Keywords: sects, pacifists, American religion, religion and law

“Born Again: Life in a Fundamentalist Church”

Film Title: “Born Again: Life in a Fundamentalist Church” — by James Ault and Michael Camerini — 1987 — 2 versions: 87 minutes and 58 minutes

Distributor: James Ault Productions — www.jamesault.com

Summary:

An engrossing and detailed look at a small Fundamentalist congregation in Massachusetts in the mid- 1980s. It follows several families, detailing their views of their religion and of the world. It provides an insider’s view without varnishing away negative details. First rate!

I find the shorter version more useful for the classroom, as it leaves time for a quick debriefing in an 80-minute class period. The discussion during the next class period works best if I give students study questions and ask them to relate the film to their reading.

Leave plenty of time for talk! Most students need it.  (JS)

Keywords: Fundamentalism, worldview, conversion, family life, sects

“Parish Portraits”

Film Title: “Parish Portaits” — by James Ault — 1999 — 51 minutes
Distributor: James Ault Productions — www.jamesault.com
Summary: (from the distributor’s website)

Portraits of four diverse Episcopal churches for the Zacchaeus Project and Trinity Institute’s national teleconference “Roots and Wings,” September 27-9, 1999. Includes short scenes on different themes–Episcopal identity, youth, women clergy, etc.–and a longer version of challenges faced by an Anglo-Latino congregation in Oxnard, California.

Keywords: American religion; Episopalians; parish life

“Fall From Grace”

Film Title: “Fall From Grace” — by K. Ryan Jones — 2007 — 71 minutes
Distributor: www.fallfromgracemovie.net

Summary: (from the producers)

“God hates fags,” “You’re going to Hell,” “Thank God for 9/11,” “Thank God for dead soldiers.” Even in the darkness, the picket signs glow, not simply because of their neon hues, but because of the incandescent hate with which they are branded.

This shocking rhetoric flows from the Reverend Fred Phelps and his followers at the Westboro Baptist Church of Topeka, Kansas – smack in the center of America’s heartland. Whether it’s on their toxic website www.godhatesfags.com or at one of the 22,000 demonstrations they’ve staged over the last fifteen years, the Church is focused on one key message: America is doomed because, for too long, it has tolerated homosexuality and allowed it to thrive. Church members picket daily in the city of Topeka and often travel abroad. Most recently, Pastor Phelps and his followers have targeted military funerals for soldiers killed in the war in Iraq as a venue to preach God’s wrath against a nation that has apparently been “taken over by the fags.”

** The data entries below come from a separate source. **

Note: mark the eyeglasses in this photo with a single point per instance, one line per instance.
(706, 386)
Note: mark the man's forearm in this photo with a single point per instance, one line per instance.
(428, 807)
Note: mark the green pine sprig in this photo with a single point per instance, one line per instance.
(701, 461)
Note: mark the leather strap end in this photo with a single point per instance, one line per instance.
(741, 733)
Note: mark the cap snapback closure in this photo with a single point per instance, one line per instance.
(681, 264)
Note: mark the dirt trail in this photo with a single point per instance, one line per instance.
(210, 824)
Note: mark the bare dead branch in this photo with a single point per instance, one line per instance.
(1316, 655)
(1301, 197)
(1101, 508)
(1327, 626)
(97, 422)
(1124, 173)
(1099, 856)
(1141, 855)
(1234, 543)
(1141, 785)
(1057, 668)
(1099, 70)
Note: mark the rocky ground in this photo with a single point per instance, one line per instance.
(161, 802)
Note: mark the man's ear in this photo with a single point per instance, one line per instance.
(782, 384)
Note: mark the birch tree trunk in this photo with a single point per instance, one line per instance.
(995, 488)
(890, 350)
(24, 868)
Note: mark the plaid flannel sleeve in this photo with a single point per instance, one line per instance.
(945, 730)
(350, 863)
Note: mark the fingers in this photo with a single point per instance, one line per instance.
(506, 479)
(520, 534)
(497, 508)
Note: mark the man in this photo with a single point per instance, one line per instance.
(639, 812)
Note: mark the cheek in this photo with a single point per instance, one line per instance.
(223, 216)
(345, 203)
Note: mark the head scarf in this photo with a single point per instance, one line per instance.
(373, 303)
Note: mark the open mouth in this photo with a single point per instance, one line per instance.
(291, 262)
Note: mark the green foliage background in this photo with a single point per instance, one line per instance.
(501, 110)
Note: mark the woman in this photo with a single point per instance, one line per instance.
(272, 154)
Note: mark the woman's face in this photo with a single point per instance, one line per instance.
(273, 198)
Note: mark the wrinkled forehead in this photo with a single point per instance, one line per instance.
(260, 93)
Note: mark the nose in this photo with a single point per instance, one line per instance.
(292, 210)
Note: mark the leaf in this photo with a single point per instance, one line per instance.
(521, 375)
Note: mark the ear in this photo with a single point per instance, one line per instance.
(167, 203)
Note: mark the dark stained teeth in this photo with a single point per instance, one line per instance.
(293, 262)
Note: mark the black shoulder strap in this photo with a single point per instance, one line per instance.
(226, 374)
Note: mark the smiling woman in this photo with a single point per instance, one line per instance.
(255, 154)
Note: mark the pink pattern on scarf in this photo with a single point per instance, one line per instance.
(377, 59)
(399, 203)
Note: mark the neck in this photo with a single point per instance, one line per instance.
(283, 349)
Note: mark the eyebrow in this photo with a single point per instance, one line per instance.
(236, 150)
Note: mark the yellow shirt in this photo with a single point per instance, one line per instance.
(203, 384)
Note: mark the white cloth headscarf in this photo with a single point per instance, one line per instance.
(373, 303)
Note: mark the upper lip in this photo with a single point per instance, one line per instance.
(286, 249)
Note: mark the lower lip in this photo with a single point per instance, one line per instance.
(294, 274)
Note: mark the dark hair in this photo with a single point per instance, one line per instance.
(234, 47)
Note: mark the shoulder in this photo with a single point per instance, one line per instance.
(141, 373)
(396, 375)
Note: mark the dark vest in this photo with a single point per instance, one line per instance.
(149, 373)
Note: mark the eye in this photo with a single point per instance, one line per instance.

Directed by first-time filmmaker K. Ryan Jones – currently a senior at the University of Kansas – Fall From Grace is the first in-depth documentary feature film to focus on Pastor Phelps and his hate group, and features unprecedented access, interviews with Pastor Phelps and other members of the Westboro Baptist Church. Fall From Grace also includes interviews with the myriad of dissenters: Topeka leaders and officials, ministers, theologians, and two of Pastor Phelps’s adult children who have chosen to leave the church and their family.

Westboro Baptist Church is led by Pastor Fred Phelps, a lawyer who was disbarred in the mid-90s for witness intimidation, who started the church fifty years ago. It is a small group, comprised mostly of members of the Phelps family, but their hatred is prolific. They demonstrate anywhere they feel that their message is applicable, like the funeral of Matthew Shepard, a Wyoming student who was killed for being gay and most recently, at the funerals of military servicemen and women killed in Iraq.

Fall From Grace takes the viewer inside this surreal world with rare interviews and footage of several pickets and church services. The film focuses on a group that represents a variety of contemporary American issues, including intolerance of homosexuality, the right to freedom of speech, separation of church and state, and the War in Iraq.